Stand in line and make up life stories for all the people waiting with you. The guy in the Boston College sweatshirt is reading sheet music in the middle of an economics textbook. “Maybe he’ll get the courage to change his major this semester,” you think to yourself. A girl in a Red Sox cap is on the phone holding back tears, and you’re wondering if she’s leaving heartbreak or heading toward it. The Boston bus rolls up, and D.C. passengers are sluggishly getting off. A woman hands you a baby so she can smoke a cigarette, and you’re swearing you’ll check airlines earlier as you’re bouncing an infant on your hip.

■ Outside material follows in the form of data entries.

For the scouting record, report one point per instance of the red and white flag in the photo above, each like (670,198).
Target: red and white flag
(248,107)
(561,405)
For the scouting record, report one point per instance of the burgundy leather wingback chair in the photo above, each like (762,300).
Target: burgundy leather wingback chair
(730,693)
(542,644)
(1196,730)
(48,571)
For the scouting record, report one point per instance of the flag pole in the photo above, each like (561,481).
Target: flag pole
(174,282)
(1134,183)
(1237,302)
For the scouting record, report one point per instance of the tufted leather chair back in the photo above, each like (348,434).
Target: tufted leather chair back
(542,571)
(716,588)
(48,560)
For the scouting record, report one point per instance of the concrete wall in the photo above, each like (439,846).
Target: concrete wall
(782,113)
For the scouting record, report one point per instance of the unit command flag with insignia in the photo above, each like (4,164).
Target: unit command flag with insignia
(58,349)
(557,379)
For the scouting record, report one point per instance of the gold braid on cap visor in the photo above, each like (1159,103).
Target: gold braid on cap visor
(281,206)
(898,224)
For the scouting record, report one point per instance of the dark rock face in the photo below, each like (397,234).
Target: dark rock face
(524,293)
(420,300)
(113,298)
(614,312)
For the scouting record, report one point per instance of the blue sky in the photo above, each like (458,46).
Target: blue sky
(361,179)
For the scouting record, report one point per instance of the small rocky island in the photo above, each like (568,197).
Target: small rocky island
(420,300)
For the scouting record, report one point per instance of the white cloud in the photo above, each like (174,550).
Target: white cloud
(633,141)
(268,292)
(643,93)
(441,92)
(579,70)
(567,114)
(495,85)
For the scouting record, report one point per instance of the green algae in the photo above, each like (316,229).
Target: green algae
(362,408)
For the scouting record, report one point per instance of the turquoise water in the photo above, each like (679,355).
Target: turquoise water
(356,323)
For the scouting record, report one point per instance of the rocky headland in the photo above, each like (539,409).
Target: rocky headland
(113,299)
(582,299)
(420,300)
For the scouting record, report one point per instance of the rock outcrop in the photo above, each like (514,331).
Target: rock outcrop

Hand your one-ton suitcase to the driver, who throws it into a black hole, and then beg him to retrieve it because you left your headphones and book in it. Walk up to the second floor because the rides are somehow better on the top of a double-decker bus (probably because of the view and the distance from the bathroom). Scan the rows for an empty window seat. Take the first one you see and try not to look disappointed if someone sits next to you. Exchange niceties if you’re both up for it and secretly hope they don’t mind that you like to put your bare foot next to their seat to get comfortable.You have a sense of the trip by now and know that it takes a while to get out of the city. By this time, people have settled inside their solitary caves, protected with headphones and defensive gear within reach: laptop open and snacks in the front seat pocket. You have those things, too, but always get enchanted by the scenery of the road, your reverie punctuated by your own thoughts.
The route makes you think of how milestones are like cities and mundane daily life in between milestones is like the suburbs. New York City was your 18th birthday and Boston was your 21st. Nineteen and 20 are smaller cities on the way like New Haven and Hartford.
The stranger sitting next to you dozes off, and his head ends up on your shoulder. At first you’re annoyed, but you let it stay there. There’s an unspoken comfort in a fellow traveler – someone who is out of their usual element and experiencing it with you. You wonder about all the bus passengers you sat next to in your past and make small wishes for them.
I’ll never forget sitting next to a guy from New Zealand on our way to New York, and when we stopped in New Haven for a food break, he thought we were already there. Or the time I sat next to a woman who was an aviation meteorologist and afraid of flying. The perspectives we bring to traveling say so much about how we interacted with the world up until that point.
People hibernate on buses. Some can go the whole four hours without saying a word, unaware that maybe the person next to them goes to Northeastern, too, or that the driver has driven you home and back before. Wouldn’t that be cool if the bus ride experience was redesigned to be more social? Every row could come with a topic card to talk about, or on the itinerary that’s emailed to you, they could tell you these are all the countries and states on this bus right now, and you’re sitting across from a ballerina and next to a scientist.
On planes, they still do their headcount – 157 souls on board. But how many worlds and teams and organizations and commonalities thread those 157 together? What amazing work and collaborations could get done in those four hours? Go and find out.